2015 Heinz Maier-Leibnitz Prizes

Author: ChemViews (Photo: Ⓒ Markus Breig/KIT)

The most important prize for early career researchers in Germany, the Heinz Maier-Leibnitz Prize, has been awarded on May 5, 2015, in Berlin by the Deutsche Forschungsgemeinschaft (DFG, German Research Foundation).

The selection committee has chosen ten researchers to receive the prize.

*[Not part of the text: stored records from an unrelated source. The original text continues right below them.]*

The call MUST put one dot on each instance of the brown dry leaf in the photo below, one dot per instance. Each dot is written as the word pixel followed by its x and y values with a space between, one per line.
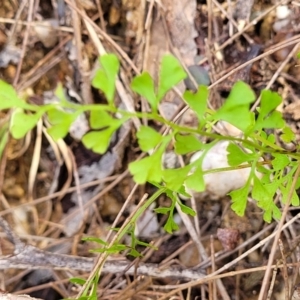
pixel 180 17
pixel 229 237
pixel 181 33
pixel 4 296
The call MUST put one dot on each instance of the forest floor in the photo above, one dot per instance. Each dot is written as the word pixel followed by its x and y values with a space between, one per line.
pixel 54 194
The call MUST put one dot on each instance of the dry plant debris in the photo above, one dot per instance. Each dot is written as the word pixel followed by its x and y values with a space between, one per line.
pixel 54 194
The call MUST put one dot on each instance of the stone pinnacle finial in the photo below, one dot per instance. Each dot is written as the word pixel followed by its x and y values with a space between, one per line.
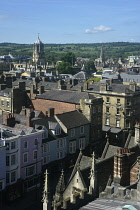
pixel 61 183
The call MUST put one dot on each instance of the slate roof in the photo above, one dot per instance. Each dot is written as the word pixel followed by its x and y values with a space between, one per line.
pixel 81 76
pixel 65 96
pixel 45 121
pixel 26 129
pixel 116 88
pixel 48 85
pixel 6 92
pixel 27 82
pixel 130 77
pixel 72 119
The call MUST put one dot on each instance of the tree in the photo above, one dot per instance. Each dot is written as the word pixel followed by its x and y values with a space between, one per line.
pixel 90 66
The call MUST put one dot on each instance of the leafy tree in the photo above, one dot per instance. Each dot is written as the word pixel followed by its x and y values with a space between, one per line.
pixel 90 66
pixel 94 79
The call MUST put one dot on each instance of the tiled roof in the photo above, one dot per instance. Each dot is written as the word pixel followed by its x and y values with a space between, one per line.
pixel 111 151
pixel 6 92
pixel 72 119
pixel 65 96
pixel 26 129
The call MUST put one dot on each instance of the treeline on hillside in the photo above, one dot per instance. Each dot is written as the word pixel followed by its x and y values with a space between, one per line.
pixel 55 51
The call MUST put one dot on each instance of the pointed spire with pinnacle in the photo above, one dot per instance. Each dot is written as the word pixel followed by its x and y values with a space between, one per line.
pixel 92 176
pixel 45 192
pixel 58 197
pixel 76 164
pixel 92 170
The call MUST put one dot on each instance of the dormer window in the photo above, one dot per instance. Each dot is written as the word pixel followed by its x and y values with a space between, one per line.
pixel 72 132
pixel 58 131
pixel 2 102
pixel 118 100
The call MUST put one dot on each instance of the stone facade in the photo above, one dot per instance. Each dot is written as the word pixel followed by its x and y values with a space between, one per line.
pixel 38 53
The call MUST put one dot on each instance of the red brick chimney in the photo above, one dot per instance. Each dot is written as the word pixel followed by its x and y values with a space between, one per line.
pixel 121 165
pixel 8 119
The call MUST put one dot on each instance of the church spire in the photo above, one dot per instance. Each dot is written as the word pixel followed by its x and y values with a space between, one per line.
pixel 45 198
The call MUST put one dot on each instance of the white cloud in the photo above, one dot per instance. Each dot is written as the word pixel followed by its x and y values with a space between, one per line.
pixel 3 16
pixel 98 29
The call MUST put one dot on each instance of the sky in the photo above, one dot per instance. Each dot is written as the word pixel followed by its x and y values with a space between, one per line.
pixel 69 21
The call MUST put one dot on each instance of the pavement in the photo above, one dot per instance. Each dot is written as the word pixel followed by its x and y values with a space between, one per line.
pixel 32 200
pixel 103 204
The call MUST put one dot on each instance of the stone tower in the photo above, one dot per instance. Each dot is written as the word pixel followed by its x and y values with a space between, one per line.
pixel 38 52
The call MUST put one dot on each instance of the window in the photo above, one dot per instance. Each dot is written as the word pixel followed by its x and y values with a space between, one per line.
pixel 8 104
pixel 13 159
pixel 82 143
pixel 46 159
pixel 44 135
pixel 46 147
pixel 118 111
pixel 13 176
pixel 127 123
pixel 128 102
pixel 99 133
pixel 60 155
pixel 58 131
pixel 60 143
pixel 2 102
pixel 107 109
pixel 117 123
pixel 82 129
pixel 7 161
pixel 25 145
pixel 107 121
pixel 118 100
pixel 1 185
pixel 25 157
pixel 30 170
pixel 7 178
pixel 107 99
pixel 35 154
pixel 72 132
pixel 72 147
pixel 7 146
pixel 99 120
pixel 127 112
pixel 36 142
pixel 13 145
pixel 99 109
pixel 94 110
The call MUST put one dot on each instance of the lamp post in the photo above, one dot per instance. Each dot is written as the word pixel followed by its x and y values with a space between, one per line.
pixel 36 143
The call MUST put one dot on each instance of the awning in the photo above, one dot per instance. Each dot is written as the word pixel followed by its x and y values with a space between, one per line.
pixel 111 130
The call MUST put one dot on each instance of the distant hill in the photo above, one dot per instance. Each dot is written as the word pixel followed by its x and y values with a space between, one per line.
pixel 113 49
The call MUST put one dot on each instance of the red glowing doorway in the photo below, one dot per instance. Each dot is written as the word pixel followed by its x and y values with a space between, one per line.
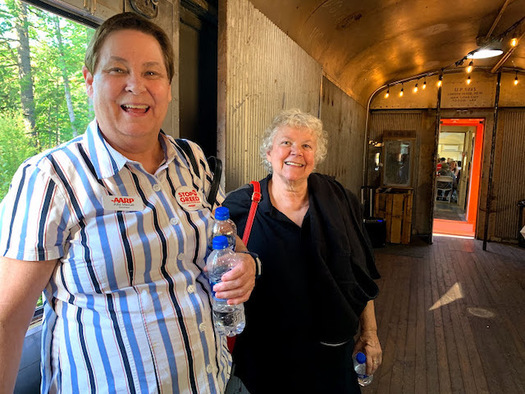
pixel 468 227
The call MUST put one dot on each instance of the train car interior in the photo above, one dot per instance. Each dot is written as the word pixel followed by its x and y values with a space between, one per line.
pixel 424 105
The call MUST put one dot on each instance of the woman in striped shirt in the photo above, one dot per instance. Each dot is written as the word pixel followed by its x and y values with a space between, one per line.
pixel 101 225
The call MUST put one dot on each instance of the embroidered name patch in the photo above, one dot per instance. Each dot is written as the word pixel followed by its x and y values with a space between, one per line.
pixel 188 198
pixel 122 203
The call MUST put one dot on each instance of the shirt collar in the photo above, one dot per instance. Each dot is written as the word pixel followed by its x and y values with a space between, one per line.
pixel 107 161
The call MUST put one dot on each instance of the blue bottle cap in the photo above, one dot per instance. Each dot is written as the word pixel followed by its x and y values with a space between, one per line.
pixel 360 358
pixel 222 213
pixel 220 242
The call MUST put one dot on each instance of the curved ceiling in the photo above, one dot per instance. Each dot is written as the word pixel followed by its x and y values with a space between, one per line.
pixel 365 44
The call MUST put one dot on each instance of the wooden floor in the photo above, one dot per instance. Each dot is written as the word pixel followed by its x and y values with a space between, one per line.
pixel 451 318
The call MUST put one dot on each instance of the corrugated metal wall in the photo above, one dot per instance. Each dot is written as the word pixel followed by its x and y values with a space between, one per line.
pixel 509 174
pixel 261 71
pixel 344 120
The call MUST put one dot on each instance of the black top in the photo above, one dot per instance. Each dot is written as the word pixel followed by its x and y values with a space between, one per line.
pixel 280 349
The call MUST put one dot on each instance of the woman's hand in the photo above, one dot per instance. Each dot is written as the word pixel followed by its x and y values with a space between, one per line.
pixel 368 343
pixel 238 283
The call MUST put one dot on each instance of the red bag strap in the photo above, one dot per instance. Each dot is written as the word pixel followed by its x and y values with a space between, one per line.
pixel 256 197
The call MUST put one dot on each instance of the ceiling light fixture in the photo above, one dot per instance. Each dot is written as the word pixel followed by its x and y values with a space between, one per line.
pixel 491 50
pixel 470 67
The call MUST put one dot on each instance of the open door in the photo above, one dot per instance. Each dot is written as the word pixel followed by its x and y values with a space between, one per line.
pixel 463 140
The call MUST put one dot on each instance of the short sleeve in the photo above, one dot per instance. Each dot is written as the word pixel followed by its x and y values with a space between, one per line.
pixel 33 217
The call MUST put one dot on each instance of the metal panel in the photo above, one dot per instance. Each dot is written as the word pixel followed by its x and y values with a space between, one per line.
pixel 344 120
pixel 261 71
pixel 509 182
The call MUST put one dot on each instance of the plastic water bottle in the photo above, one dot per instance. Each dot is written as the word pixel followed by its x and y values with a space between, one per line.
pixel 360 368
pixel 229 320
pixel 224 226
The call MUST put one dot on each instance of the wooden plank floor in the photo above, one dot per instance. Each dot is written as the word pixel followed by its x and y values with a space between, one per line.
pixel 451 318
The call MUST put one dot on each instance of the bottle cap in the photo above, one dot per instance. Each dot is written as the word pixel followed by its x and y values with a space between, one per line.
pixel 222 213
pixel 220 242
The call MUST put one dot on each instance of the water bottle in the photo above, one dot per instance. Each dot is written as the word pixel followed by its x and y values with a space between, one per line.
pixel 224 226
pixel 360 368
pixel 229 320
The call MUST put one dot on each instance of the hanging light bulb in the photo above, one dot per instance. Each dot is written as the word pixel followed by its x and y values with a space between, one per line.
pixel 470 67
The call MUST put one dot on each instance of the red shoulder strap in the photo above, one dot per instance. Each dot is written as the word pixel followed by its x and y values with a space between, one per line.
pixel 256 197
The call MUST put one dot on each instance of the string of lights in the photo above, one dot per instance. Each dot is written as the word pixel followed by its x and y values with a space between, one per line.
pixel 493 48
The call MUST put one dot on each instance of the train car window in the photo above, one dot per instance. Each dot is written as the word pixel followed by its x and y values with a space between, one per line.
pixel 42 96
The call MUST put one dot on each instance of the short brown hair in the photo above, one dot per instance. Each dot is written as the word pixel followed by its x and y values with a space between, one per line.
pixel 129 21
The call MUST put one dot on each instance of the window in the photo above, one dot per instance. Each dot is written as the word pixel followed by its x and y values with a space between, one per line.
pixel 42 95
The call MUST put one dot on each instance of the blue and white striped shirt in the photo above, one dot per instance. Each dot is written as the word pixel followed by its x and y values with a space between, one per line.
pixel 128 307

The award is intended to assist young researchers in furthering their scientific careers and comes with € 20,000 for each recipient.

The 2015 Heinz Maier-Leibnitz Prize recipients are:

 

  • Marian Burchardt (39), Empirical Social Research, Max Planck Institute for the Study of Religious and Ethnic Diversity, Göttingen, used investigations into religious initiatives in South Africa to examine links between religion, sexuality, and biomedicine concerning HIV/AIDS.

 

  • Jessica Burgner-Kahrs (34), Mechatronics, University of Hanover, is conducting research into how robots can be even better utilized for surgical applications.

 

  • Pavel Levkin (34, pictured), Polymer Chemistry, Karlsruhe Institute of Technology (KIT), has synthesized polymer systems that regulate the interaction between living cells and modified surface structures. Levkin developed molecular chip technology for this purpose, which enables cells to be effectively manipulated.

 

  • Soeren Lienkamp (35), Medicine, University of Freiburg Medical Center, focuses on the small tubes in the kidneys – the tubules – in which urine is produced. He uses Xenopus laevis tadpoles as a model organism to see to what extent directional cell migration is responsible for tube formation.

 

  • Thomas Niendorf (35), Materials Engineering, TU Bergakademie Freiberg, investigates how the manufacturing process and newly developed microstructures in materials create certain characteristics, e.g., resilience to damage. His dissertation focused on how damage develops under cyclical and thermal stress.

 

  • Stephan Packard (36), Media Culture Studies, University of Freiburg, focuses on symbolism and culturally constructed coding in social coexistence, from quite elementary communication of feelings and emotions to the controlled use of symbols in propaganda or fiction.

 

  • Susanne Paulus (32), Ancient Near Eastern Studies, University of Münster, was the first person to make Akkadian, an extinct language that was spoken in ancient Mesopotamia, accessible and also present an assessment from an economic historical and legal historical perspective.

 

  • Cynthia Sharma (35), Infection Biology, University of Würzburg, developed a sequencing method – the differential RNA-seq method – and applied this method using the example of Helicobacter pylori, a rod-shaped bacterium which is blamed for some gastrointestinal diseases.

 

  • Sarah Weigelt (35), Psychology, University of Bochum, uses behavioral experiments and modern brain-imaging techniques to examine how the human visual brain develops. In addition to visual development, she is also researching atypical vision in children with autism.

 

  • Xiaoxiang Zhu (30), Geodesics, Technical University of Munich, plans to optimize remote sensing data and provide the foundations needed to design new satellite sensors on which future Earth observation missions can depend.